27 November 2011

The Deep Blue Sea film review

Based on Terence Rattigan's play of the same name, The Deep Blue Sea explores themes of unrequited love; suicide; and war, both microcosmically between the classes and genders, and macrocosmically between the devastated countries of World War Two after which the central action is set. The film begins with Hester (Rachel Weisz) narrating her suicide note to her boyfriend Freddie (Tom Hiddleston), then blocking up the door to their London apartment and turning on the gas. We cut to Hester first meeting Freddie, then back, and then to Hester with her husband, Sir William (Simon Russell Beale). Her attempt is foiled, and the remainder of the 100-minute film deals with Hester's actions and their repercussions - her affair, her suicide attempts, and those who love her and whom she loves.
I think that narratively The Deep Blue Sea is fatally flawed: the first ten minutes deals in unnecessary flashbacks and flashforwards which disrupt the establishment of both character and place; this narrative device is inconsistent yet pops up from time to time leaving the audience dumb as to when the scene on screen is supposed to be happening. There isn't much jeopardy: the suicide attempt is discovered in the opening scene, Hester ignores William's refusal to consent to a divorce with little repercussion, all of the characters seem to have an amount of respect for one another so there is never any threat of violence, and the company each keep are not exactly 'society folk' whose acquaintance they might lose for their convention-less love triangle. I think that the characters were poor too: Hester is hard to like and I do not understand how her temperament, her spite, her apparent lack of any interests whatsoever are supposed to be attractive. On a more minor character quibble of mine, I do not believe that the landlady Mrs. Elton (Ann Mitchell) would put up with all of these things going on - the suicide attempt, the drunk boyfriend, the infidelity. And finally, why is William a knight? And if he's a 'Sir' then why is he not more concerned for his reputation in entering a society-pooh-poohed divorce procedure (when eventually he does consent)?
Every shot is plagued with a play with focus for no apparent reason. The lights are always blurred as if the filmmakers intended to show that the lights of hope were soured by the flawed people who eclipse them; but really the only effect it had was but a large amount of squinting and a paranoia about the competency of my optician.
Some critics have commented that the film seemed quite 'stage-y'; the variation of locations betrayed this assertion, I think, but there were, in favour of the statement, numerous scenes comprised of very long takes. Even if this was a little theatrical, it worked for the most part - it was just void of interesting content.

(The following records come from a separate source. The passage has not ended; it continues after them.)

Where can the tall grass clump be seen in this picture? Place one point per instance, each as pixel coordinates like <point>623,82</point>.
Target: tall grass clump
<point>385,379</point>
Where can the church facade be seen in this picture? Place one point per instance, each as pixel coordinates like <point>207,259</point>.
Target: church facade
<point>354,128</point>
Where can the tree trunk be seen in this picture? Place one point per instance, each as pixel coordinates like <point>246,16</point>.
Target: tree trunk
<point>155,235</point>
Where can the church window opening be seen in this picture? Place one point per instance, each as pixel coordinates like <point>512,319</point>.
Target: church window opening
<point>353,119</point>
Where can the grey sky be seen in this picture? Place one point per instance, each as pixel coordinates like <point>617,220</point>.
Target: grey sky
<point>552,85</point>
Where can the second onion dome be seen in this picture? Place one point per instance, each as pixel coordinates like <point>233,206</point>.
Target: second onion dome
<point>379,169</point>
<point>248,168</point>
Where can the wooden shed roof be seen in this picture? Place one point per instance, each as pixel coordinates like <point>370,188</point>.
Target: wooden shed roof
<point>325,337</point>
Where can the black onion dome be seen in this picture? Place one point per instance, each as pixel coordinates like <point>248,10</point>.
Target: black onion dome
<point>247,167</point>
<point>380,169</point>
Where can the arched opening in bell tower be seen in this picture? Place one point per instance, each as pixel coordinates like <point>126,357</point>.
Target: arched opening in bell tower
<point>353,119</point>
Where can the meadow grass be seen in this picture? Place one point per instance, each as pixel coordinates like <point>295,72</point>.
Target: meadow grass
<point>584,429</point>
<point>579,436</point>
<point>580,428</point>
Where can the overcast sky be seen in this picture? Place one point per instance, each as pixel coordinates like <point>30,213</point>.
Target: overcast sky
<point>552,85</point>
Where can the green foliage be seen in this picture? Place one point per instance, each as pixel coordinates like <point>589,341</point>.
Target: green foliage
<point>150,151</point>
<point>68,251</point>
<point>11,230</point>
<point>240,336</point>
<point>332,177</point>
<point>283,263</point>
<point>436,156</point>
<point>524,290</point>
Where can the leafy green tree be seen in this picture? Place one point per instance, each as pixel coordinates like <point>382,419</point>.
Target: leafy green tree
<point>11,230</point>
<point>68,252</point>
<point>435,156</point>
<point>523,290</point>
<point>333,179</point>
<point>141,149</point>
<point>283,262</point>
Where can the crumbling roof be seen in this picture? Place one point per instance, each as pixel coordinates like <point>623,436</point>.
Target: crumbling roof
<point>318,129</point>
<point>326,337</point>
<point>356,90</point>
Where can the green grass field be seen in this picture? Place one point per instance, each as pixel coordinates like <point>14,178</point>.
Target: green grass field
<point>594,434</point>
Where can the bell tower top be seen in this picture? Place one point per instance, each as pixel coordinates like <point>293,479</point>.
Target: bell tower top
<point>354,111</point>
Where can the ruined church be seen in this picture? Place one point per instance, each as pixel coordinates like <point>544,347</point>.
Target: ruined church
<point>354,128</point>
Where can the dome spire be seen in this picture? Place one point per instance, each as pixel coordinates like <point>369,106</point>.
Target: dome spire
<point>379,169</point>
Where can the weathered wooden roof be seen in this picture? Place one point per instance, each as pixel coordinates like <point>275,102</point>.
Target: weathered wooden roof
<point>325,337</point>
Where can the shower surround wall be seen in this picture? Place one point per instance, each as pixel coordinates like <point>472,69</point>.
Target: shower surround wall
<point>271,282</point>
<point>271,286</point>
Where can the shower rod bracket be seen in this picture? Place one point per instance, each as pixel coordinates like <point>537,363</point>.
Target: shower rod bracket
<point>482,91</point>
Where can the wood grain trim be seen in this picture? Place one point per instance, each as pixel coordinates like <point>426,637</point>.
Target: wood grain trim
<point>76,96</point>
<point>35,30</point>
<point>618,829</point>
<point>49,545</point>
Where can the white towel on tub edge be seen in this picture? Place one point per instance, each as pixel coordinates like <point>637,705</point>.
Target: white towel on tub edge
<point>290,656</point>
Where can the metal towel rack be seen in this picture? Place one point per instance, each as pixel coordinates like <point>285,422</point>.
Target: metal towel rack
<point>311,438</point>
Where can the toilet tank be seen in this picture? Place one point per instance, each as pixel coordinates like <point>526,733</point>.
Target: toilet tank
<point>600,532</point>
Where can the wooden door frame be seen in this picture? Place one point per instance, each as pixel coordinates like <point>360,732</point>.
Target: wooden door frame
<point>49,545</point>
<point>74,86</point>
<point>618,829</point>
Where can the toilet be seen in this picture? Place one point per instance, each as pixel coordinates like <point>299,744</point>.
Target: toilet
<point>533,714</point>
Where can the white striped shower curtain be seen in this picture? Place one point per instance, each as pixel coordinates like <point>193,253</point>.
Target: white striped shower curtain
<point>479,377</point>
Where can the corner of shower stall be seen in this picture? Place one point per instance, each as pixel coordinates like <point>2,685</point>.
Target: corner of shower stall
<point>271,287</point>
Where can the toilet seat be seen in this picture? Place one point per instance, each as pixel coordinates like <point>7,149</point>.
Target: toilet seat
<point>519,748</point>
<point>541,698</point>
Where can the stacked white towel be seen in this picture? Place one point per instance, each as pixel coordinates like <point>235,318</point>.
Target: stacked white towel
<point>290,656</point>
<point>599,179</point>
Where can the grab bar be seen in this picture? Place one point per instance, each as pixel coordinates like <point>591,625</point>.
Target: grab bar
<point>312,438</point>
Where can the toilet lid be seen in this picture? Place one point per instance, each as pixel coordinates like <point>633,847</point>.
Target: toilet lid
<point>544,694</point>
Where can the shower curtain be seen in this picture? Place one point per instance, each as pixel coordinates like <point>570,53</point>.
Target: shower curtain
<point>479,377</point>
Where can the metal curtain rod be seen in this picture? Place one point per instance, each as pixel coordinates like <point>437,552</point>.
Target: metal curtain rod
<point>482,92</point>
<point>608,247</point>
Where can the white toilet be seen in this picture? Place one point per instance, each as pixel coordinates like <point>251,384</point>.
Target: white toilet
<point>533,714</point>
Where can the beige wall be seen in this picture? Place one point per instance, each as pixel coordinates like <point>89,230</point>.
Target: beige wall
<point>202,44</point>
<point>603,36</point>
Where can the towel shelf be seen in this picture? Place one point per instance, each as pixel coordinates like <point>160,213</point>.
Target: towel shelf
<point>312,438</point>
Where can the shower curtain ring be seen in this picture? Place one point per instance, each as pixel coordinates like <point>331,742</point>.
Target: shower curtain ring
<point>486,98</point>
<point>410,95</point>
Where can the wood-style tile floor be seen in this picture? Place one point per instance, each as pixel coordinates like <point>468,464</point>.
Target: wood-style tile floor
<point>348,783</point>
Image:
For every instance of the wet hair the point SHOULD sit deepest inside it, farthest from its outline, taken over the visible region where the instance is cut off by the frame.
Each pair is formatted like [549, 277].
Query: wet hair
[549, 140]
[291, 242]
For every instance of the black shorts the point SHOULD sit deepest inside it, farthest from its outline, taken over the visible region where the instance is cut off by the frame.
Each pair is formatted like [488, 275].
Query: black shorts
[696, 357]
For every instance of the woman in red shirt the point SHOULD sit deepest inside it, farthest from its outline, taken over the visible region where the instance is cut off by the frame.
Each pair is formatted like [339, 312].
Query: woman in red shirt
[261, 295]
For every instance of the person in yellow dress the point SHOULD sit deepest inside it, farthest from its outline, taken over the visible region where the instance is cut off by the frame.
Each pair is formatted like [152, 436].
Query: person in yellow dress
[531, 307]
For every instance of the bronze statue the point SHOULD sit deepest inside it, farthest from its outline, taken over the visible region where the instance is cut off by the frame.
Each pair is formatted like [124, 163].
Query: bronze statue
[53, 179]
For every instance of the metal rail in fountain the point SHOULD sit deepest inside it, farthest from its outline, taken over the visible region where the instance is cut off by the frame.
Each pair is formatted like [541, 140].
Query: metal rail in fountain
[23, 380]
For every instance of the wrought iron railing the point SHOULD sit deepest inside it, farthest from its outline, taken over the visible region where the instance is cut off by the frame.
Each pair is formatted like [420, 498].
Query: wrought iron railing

Lots of fades were used; lots of shot types tried out; shadows were played with; camera movement varied - it was as if the director Terence Davies had just discovered a book on camera technique and felt compelled to employ as many possible ideas with no consideration as to the effect of them.
The colours in this post-war picture were pixels of mostly brown and ochre, dissected at times by the finger of a cigarette's smoke. This oppressive scheme accentuated the desolate feel of the bankrupt country, yet did nothing for the narrative suffocated already by a drained plot.
Rattigan has been modeled as a 'high society scandals' playwright; "cocktails and laughter, but what happens after" as Noël Coward described his own work, except that The Deep Blue Sea contained no 'laughter' and the 'after' was not at all interesting. I shall not be frequenting films of Rattigan's work after viewing this adaption unless the director puts away his box of tricks quite ineffectual on any flawed and plot-less film.